At our annual National Conservative Student Conference, I looked up in the lobby and saw Ted Cruz walking by with his team and a few YAF staffers. I didn’t get to talk to him, but it was probably still the biggest wow moment for me.
We got to meet Lt. Col. Allen West, Governor Scott Walker, Michael Knowles, Dana Loesch, Marc Short (VP Pence’s Chief of Staff) and Rachel Campos-Duffy.
Vice President Pence and several congressmen spoke throughout the week as well.
Also, unrelated to the internship, but one day YAF’s president had some extra Rolling Stones tickets he was giving away. A few of us got to go see the Stones for free, and that was a crazy moment.
Did you have a small or large internship class? What did you think about that, and how did it shape your internship?
Our numbers changed a little bit throughout the summer. The first few weeks we only had 4, but we ended with 7 total. I think the smaller class was great. It gave us the opportunity to work on all kinds of projects throughout the summer and tailor our tasks to individual strengths. We got along pretty well for the most part. In fact, we continue to be friends despite living in various places across the country.
What kind of mentor-ship did you receive during your internship?
In the application, you get to state the top 3 areas you would like to work in, and you’re assigned a mentor based on that. However, everyone is expected to help with certain things – like conferences – to some degree. My mentor was the staff attorney, which is why I got to do a little bit of research surrounding university policies and write FOIAs.
What was the most valuable lesson you learned during your internship?
It doesn’t matter how smart you are if you won’t do the work you’re supposed to be doing. I certainly wouldn’t consider myself very intelligent (and my GPA can confirm that), but being able to follow directions, being open to criticism, and making the necessary corrections to my work carried me through this internship.
What are three tips you would have for someone else doing an internship there
– Be on time for everything.

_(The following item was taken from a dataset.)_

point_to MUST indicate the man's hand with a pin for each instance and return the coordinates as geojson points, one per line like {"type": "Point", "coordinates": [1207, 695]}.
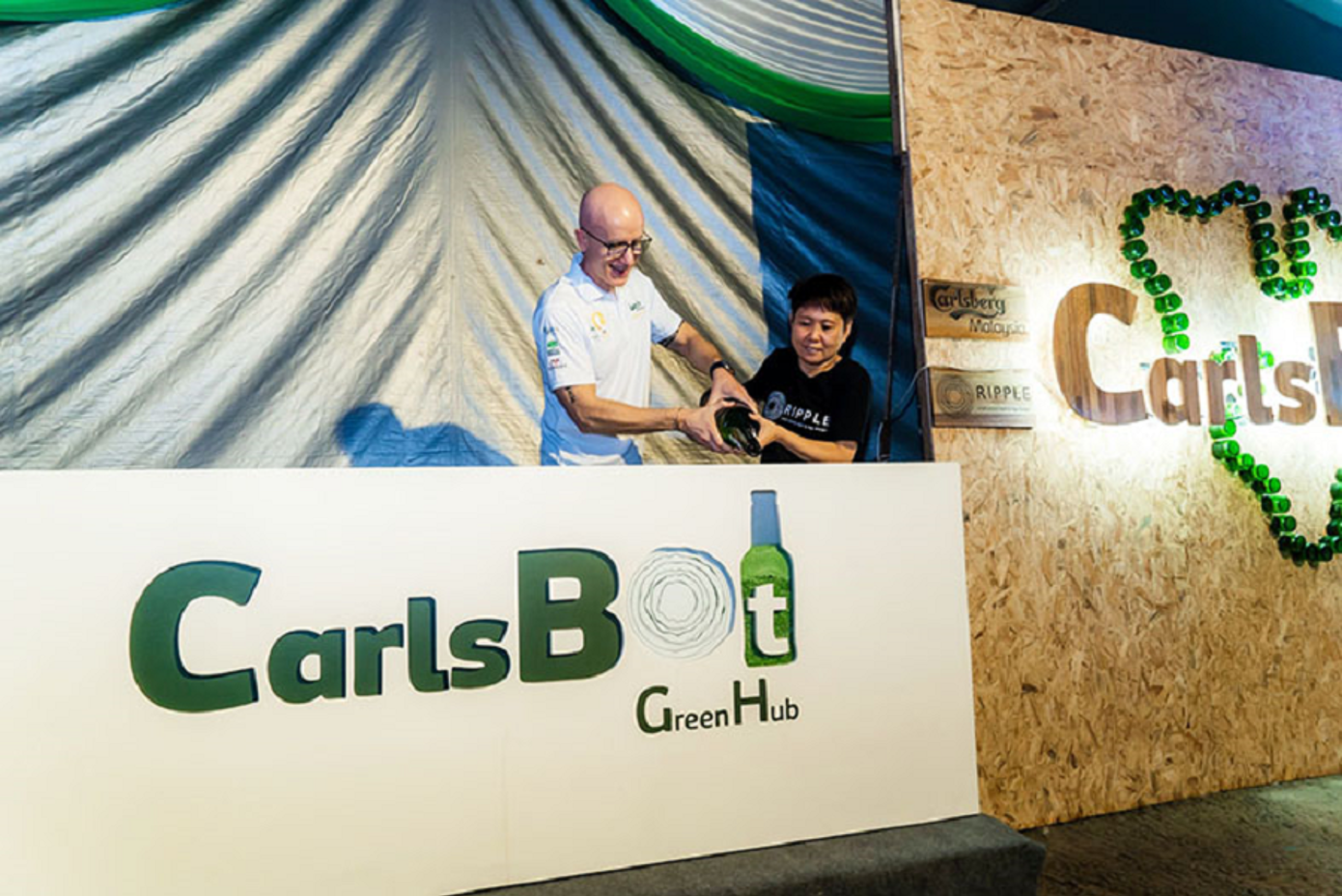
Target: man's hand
{"type": "Point", "coordinates": [725, 385]}
{"type": "Point", "coordinates": [701, 424]}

On time is late. 5-10 minutes early is on time.
– Anticipate. A lot of conference and general office work means anticipating the needs of students and staff and being able to accommodate them before they have to ask.
– Don’t be above anything or anyone. You’re an intern. All tasks assigned to you are tasks you should be willing to do, whether you find them tedious or not.
What’s next for you? How did this internship shape your career plans, your academics, or your idea of what you wanted to do after graduation?
I really enjoyed getting to work on conferences, and I would love to continue doing that in some capacity. This is my last year of college, and I have been able to help prepare events on campus like an upcoming lecture with Ben Shapiro on March 24. It would be an absolute pleasure to work for YAF in the future.